Ocean County Freeholders Ginny Haines and John Kelly/photo by Tom Mongelli, TSM News

Longtime Freeholder, Director John Kelly and appointed member Ginny Haines, who's seeking her first, full three-year term on the Board, discussed what they've accomplished and would like to continue improving last week on "Townsquare Tonight," on News Talk WOBM-AM 1160 and 1310.

Both agreed the job involves understanding each department and being able to work with the heads of those divisions.

"But you're there really to do what's going to be best to make the county good, to make the services we provide better," said Haines.

Kelly used the Seaside Park pipe bomb explosion as an example of how the Freeholder Board is working with the Prosecutor and Sheriff to find out what worked and what didn't during the response and what new investments the county needs to make to improve those departments.

He also noted that the Freeholders also have to be able to fit the requests of each department into a county budget while keeping taxes low.

"We are still a growing county. We're home to nearly 600,000 people, all with varying needs," said Kelly. He added that Ocean is home to the most seniors and largest contingent of veterans in New Jersey.

Services the county is able to provide and maintain come at a cost, but Kelly touted the County's Triple-A Bond rating, and credited it with helping keep taxes from increasing.

"That Triple-A Bond Rating is extremely important. It meant today that when we sold our bonds, we had a 2.28 percent interest," Kelly said. "That's what investors are going to charge us to pay our debt," said Kelly. "It means lower taxes for the county tax payer because the interest that we're paying to put together all the programs that we have in Ocean County, the capital side, is being paid at a very low rate, and therefore we're able to keep the tax rate down," he added.

Being fiscally responsible has allowed the county to enhance programs for Human and Social Services, and transportation that are overseen by Haines.
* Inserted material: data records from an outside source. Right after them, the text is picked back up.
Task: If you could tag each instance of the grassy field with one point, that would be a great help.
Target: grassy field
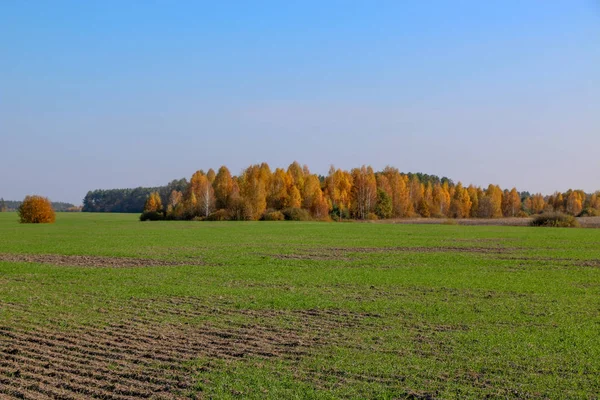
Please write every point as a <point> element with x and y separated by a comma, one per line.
<point>106,306</point>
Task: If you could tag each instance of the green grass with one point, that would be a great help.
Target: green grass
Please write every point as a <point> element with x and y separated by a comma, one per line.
<point>521,321</point>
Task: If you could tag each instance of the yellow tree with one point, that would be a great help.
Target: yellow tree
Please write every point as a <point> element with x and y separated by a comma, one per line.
<point>474,196</point>
<point>559,202</point>
<point>461,202</point>
<point>339,189</point>
<point>314,200</point>
<point>511,203</point>
<point>153,203</point>
<point>312,191</point>
<point>296,173</point>
<point>364,191</point>
<point>253,190</point>
<point>223,187</point>
<point>538,204</point>
<point>574,202</point>
<point>278,195</point>
<point>595,201</point>
<point>415,192</point>
<point>398,192</point>
<point>490,205</point>
<point>205,195</point>
<point>210,175</point>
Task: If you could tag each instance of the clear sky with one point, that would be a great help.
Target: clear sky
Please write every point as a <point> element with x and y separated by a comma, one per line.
<point>112,94</point>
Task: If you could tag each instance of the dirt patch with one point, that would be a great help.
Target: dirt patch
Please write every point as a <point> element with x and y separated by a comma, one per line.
<point>123,361</point>
<point>345,254</point>
<point>95,261</point>
<point>569,262</point>
<point>141,356</point>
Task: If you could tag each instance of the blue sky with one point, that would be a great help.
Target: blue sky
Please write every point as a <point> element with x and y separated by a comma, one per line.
<point>122,94</point>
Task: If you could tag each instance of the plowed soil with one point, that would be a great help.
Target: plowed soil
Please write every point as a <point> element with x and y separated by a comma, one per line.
<point>93,261</point>
<point>141,357</point>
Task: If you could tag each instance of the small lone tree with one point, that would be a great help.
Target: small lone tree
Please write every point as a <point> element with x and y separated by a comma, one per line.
<point>36,210</point>
<point>153,203</point>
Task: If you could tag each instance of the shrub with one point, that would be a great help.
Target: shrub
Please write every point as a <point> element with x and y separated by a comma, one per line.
<point>36,210</point>
<point>151,216</point>
<point>589,212</point>
<point>274,216</point>
<point>219,215</point>
<point>555,219</point>
<point>372,217</point>
<point>296,214</point>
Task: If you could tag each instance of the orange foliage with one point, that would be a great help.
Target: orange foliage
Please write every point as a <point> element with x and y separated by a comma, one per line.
<point>36,210</point>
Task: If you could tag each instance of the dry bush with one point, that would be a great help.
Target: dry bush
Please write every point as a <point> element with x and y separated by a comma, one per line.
<point>555,219</point>
<point>274,216</point>
<point>36,210</point>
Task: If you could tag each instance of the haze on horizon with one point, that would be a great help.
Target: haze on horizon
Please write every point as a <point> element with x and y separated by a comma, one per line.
<point>114,95</point>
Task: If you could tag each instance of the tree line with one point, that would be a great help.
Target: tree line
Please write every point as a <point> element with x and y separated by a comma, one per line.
<point>361,193</point>
<point>9,205</point>
<point>127,200</point>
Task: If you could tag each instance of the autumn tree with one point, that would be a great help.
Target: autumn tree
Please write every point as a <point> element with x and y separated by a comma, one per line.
<point>460,206</point>
<point>205,196</point>
<point>511,203</point>
<point>474,195</point>
<point>36,210</point>
<point>364,191</point>
<point>314,200</point>
<point>174,205</point>
<point>384,208</point>
<point>538,204</point>
<point>253,189</point>
<point>153,203</point>
<point>339,185</point>
<point>574,202</point>
<point>223,187</point>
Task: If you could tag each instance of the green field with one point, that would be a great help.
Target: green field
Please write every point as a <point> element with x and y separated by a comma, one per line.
<point>296,310</point>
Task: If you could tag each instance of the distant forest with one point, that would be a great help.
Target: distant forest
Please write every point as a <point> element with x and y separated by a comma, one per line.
<point>361,193</point>
<point>9,205</point>
<point>128,200</point>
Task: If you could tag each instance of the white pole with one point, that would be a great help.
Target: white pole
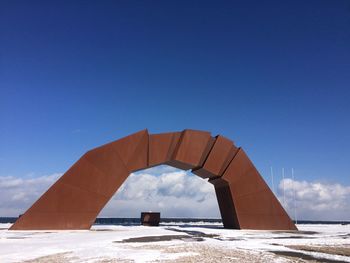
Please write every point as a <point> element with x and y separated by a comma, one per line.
<point>295,202</point>
<point>273,186</point>
<point>284,192</point>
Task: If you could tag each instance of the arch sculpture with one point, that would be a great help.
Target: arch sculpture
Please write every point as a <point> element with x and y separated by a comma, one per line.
<point>75,200</point>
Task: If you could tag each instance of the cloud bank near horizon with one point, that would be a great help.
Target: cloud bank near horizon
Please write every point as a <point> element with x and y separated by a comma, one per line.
<point>177,193</point>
Haines noted that even with a decrease in state and federal funding provided for transportation, the county was able to add two more buses for Ocean Ride program and provide drivers with tablets, that she said makes the drivers more efficient and provides convenience to riders, by allowing the exact location of a bus to be pinpointed.

Kelly mentioned how well county roads are maintained compared to sister counties and even state roads.
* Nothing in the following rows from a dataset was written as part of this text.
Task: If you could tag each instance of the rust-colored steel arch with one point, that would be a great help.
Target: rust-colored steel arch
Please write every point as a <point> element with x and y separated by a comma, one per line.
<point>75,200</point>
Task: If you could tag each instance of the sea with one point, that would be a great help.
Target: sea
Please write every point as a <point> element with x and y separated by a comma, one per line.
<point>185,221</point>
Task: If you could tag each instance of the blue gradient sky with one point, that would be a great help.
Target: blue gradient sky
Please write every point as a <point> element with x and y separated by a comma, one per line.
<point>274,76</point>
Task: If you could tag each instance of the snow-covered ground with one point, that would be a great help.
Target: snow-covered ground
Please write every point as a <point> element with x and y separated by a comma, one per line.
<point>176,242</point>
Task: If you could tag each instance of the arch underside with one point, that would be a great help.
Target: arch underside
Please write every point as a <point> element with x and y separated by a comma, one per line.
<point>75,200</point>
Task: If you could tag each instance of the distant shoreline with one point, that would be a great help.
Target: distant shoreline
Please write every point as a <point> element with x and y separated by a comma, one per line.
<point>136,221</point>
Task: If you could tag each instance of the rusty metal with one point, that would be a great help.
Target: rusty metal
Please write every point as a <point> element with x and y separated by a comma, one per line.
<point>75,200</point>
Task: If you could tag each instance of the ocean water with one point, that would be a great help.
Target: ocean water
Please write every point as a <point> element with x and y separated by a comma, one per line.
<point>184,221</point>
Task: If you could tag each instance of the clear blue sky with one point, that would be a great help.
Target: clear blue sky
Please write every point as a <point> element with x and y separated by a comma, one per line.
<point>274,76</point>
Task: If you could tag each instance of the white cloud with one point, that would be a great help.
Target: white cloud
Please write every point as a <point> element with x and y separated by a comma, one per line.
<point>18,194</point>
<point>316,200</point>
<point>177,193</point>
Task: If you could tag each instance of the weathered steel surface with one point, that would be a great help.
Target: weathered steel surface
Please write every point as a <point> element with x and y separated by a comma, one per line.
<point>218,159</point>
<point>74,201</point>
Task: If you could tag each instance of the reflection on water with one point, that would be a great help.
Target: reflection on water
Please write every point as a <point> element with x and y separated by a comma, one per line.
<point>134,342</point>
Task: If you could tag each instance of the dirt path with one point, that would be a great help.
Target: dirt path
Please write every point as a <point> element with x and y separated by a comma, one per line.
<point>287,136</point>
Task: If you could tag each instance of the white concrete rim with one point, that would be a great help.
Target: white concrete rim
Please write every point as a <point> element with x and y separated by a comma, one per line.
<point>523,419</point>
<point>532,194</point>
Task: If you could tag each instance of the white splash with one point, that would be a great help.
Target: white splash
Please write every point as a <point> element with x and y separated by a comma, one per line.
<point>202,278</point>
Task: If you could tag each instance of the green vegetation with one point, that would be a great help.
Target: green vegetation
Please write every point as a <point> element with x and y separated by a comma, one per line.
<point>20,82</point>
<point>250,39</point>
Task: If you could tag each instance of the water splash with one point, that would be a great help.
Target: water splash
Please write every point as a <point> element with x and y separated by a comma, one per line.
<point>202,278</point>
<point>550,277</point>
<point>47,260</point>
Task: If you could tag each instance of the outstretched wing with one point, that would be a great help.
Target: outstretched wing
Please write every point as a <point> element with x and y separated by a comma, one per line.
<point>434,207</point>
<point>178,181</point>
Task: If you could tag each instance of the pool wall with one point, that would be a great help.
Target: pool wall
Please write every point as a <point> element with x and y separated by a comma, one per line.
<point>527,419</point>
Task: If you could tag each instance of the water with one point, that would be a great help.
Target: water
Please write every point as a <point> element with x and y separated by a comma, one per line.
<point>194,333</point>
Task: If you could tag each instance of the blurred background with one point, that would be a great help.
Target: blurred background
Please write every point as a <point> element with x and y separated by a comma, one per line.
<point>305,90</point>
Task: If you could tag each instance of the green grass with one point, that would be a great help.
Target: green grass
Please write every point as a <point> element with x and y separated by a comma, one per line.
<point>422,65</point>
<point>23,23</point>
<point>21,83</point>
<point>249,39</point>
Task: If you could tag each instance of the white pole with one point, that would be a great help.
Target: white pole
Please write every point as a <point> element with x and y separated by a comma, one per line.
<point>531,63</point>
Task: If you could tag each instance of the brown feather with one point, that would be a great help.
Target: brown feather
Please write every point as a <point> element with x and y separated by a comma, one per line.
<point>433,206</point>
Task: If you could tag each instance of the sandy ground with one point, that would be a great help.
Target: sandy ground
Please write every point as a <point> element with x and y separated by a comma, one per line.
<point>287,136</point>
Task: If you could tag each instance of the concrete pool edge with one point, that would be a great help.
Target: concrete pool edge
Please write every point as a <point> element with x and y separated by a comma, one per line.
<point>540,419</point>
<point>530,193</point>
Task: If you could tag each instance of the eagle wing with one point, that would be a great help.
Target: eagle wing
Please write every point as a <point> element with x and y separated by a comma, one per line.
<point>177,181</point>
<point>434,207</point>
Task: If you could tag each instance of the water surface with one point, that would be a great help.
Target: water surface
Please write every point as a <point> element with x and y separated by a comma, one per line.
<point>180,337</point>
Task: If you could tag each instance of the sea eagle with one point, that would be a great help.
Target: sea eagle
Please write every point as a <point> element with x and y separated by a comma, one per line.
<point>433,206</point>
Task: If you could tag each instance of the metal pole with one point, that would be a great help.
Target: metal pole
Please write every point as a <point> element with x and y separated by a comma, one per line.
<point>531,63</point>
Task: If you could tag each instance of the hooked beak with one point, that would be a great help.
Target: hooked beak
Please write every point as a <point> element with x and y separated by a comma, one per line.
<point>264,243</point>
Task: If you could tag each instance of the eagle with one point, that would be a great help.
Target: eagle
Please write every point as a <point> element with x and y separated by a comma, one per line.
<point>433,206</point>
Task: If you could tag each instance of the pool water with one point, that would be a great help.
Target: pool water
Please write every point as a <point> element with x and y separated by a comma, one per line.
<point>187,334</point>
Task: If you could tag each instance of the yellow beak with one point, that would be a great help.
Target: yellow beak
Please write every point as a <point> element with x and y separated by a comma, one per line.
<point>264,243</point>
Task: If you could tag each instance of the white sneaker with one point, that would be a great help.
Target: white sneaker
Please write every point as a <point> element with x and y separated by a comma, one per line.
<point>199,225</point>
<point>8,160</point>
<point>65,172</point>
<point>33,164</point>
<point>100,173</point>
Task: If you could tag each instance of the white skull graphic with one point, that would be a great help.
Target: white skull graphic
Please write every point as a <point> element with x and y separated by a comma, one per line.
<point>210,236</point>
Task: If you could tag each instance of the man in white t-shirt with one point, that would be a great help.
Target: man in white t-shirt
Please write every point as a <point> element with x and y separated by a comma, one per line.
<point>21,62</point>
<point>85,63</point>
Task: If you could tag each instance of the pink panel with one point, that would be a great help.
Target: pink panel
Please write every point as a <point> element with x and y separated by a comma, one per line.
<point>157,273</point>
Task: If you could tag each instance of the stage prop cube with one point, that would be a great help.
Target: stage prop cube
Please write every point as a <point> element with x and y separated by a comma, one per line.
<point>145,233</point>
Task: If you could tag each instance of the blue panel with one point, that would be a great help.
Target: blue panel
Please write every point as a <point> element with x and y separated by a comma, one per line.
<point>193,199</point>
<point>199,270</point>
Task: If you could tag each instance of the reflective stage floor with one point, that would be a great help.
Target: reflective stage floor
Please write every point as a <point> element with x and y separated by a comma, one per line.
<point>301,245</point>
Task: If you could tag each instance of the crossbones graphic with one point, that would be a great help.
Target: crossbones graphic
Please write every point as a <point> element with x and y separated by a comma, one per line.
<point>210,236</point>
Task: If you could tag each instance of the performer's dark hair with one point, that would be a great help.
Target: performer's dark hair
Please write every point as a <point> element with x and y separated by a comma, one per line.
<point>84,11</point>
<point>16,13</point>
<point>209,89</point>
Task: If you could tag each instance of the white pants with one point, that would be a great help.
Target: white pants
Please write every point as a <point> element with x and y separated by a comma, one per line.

Kelly oversees Law and Public Safety and vowed to make addressing the county's drug epidemic his main focus.

"It starts with education, then enforcement, and then treatment of drugs and mental health issues, and unless you do all three components, you'll never be truly successful," said Kelly. He noted that he's working with the county Mental Health Board, Board of Health, Prosecutor, Sheriff and Warden on the issue and said they'll also work with schools on an education program.